Daily, we make visuospatial self-perspective judgments from our actual perspective (SPJ). However, social contexts often require imagining another viewpoint-visuospatial perspective-taking (VPT). VPT is costlier than SPJ, and gets even costlier in autism, schizophrenia, and aging. One explanation is interference from self-related representations. This interference may reflect a mechanism that processes various self- and other-related representations, supported by the temporoparietal junction (TPJ). Moreover, reportedly other-related representations also influence SPJ, though this remains debated. An additional explanation for VPT difficulty in literature is the mental body-schema transformation needed to adopt another perspective at greater angular disparities between perspectives.
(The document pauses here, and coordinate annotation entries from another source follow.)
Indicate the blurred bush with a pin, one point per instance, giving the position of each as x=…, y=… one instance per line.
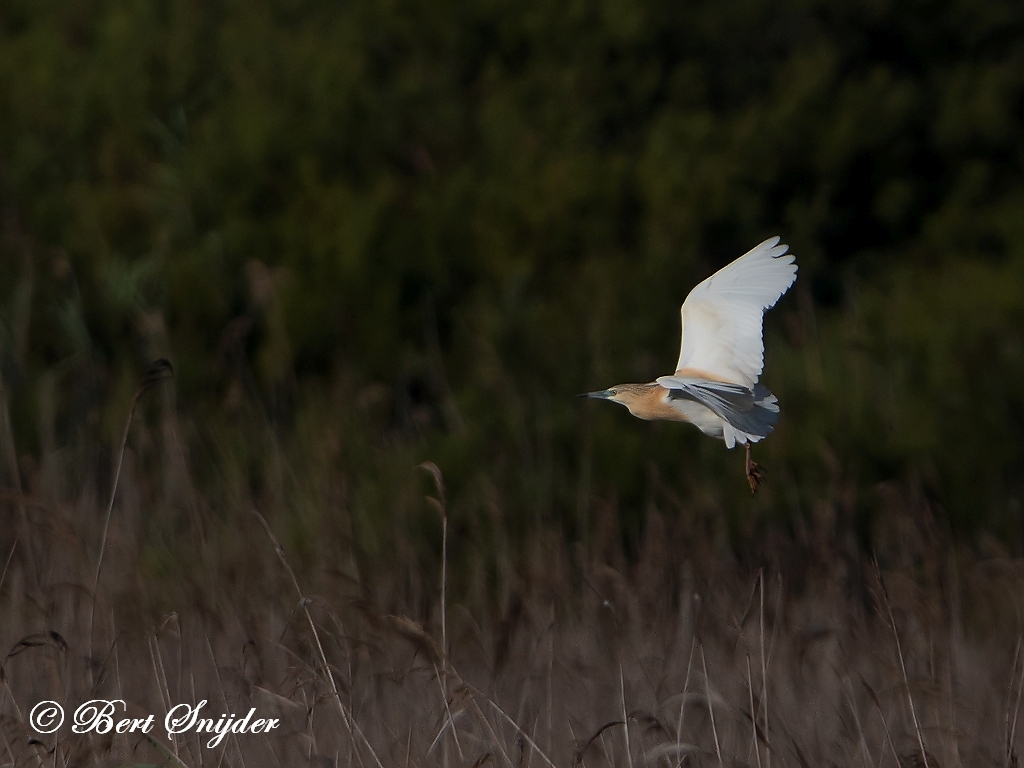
x=370, y=233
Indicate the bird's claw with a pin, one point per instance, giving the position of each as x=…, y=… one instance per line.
x=755, y=476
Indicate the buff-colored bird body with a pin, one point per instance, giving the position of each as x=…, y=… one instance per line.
x=721, y=354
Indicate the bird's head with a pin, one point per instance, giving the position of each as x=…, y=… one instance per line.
x=625, y=394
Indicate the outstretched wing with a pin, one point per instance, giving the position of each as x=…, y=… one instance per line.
x=723, y=316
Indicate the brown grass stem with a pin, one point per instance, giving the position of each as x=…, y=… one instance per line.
x=902, y=667
x=349, y=722
x=157, y=372
x=711, y=709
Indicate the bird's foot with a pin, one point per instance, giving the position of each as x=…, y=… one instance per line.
x=755, y=476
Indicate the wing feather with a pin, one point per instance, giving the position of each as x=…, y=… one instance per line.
x=723, y=317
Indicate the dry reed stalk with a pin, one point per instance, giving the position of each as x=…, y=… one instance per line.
x=158, y=371
x=303, y=603
x=902, y=667
x=626, y=717
x=711, y=709
x=682, y=704
x=1017, y=706
x=754, y=717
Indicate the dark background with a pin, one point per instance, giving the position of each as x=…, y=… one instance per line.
x=373, y=233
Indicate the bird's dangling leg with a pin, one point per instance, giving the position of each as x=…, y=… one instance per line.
x=755, y=474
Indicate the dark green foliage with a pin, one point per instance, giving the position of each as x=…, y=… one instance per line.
x=420, y=227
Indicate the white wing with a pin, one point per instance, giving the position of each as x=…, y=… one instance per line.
x=723, y=316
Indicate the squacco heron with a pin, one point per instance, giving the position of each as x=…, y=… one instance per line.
x=721, y=355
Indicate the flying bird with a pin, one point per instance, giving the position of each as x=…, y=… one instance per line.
x=721, y=355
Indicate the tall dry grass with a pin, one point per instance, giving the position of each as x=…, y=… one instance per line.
x=792, y=650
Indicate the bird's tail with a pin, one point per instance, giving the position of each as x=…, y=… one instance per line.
x=754, y=422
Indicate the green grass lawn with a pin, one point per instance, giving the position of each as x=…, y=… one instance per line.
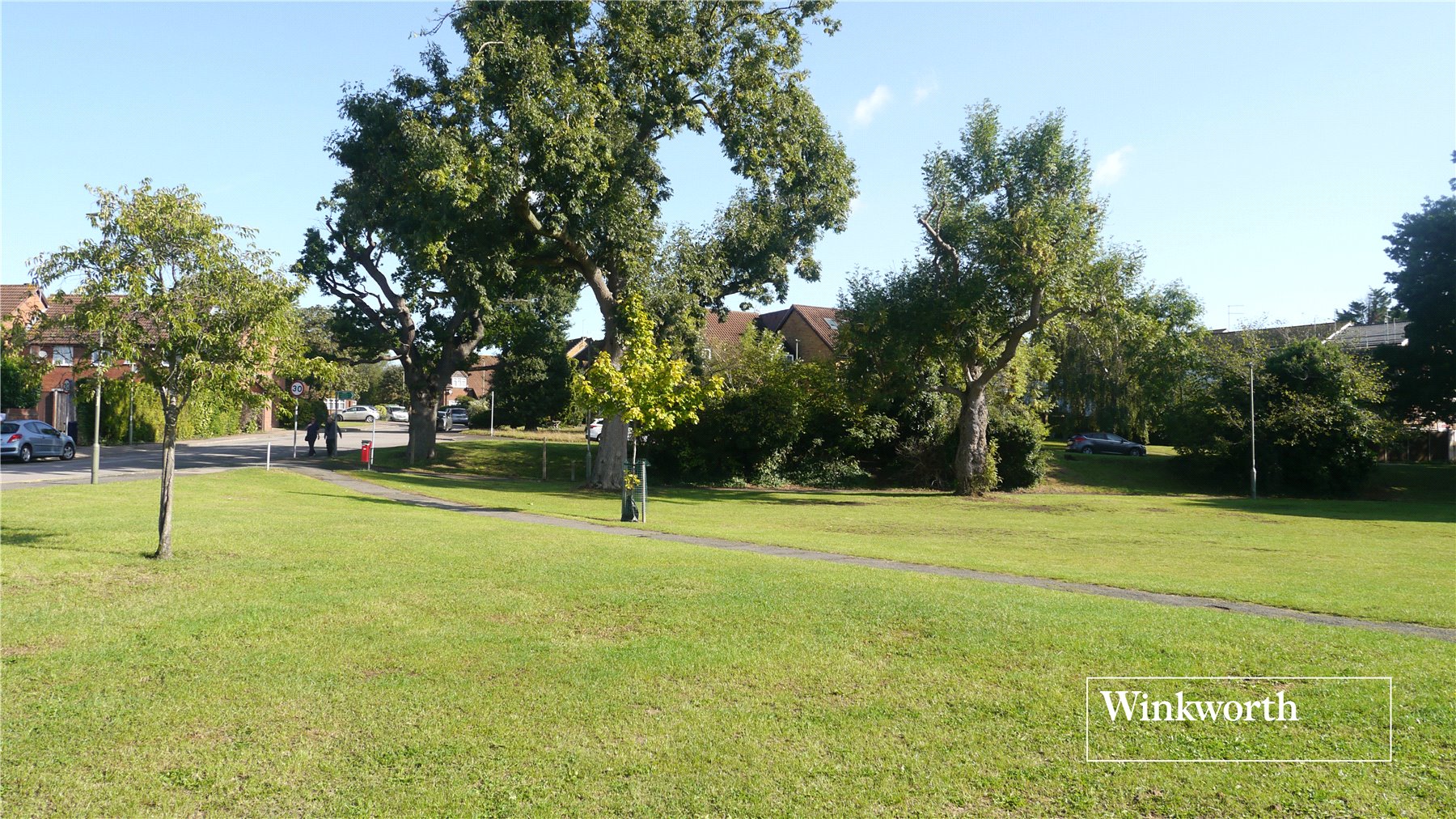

However, studies often confounded angle with left/right representational incongruence between perspectives. In our previous iEEG study, we found robust TPJ activity during both SPJ and VPT, possibly reflecting the processing of self-other representations. To test whether self-other representations are processed during both perspective judgments, we analyzed behavioral data from the same participants. We categorized trials by an object's left/right congruence between the perspectives. We hypothesized that if self-other representations are processed during both judgments, participants will show greater difficulty in incongruent vs. congruent scenarios during SPJ and VPT. Linear mixed model analysis confirmed this: for both SPJ and VPT, errors were higher on incongruent than congruent trials. These findings show that self-other representations are processed in both SPJ and VPT, and incongruent ones cause interference, highlight left/right congruence as a key factor in VPT studies, and motivate further research with a similar approach on TPJ's role in processing multimodal self-other representations.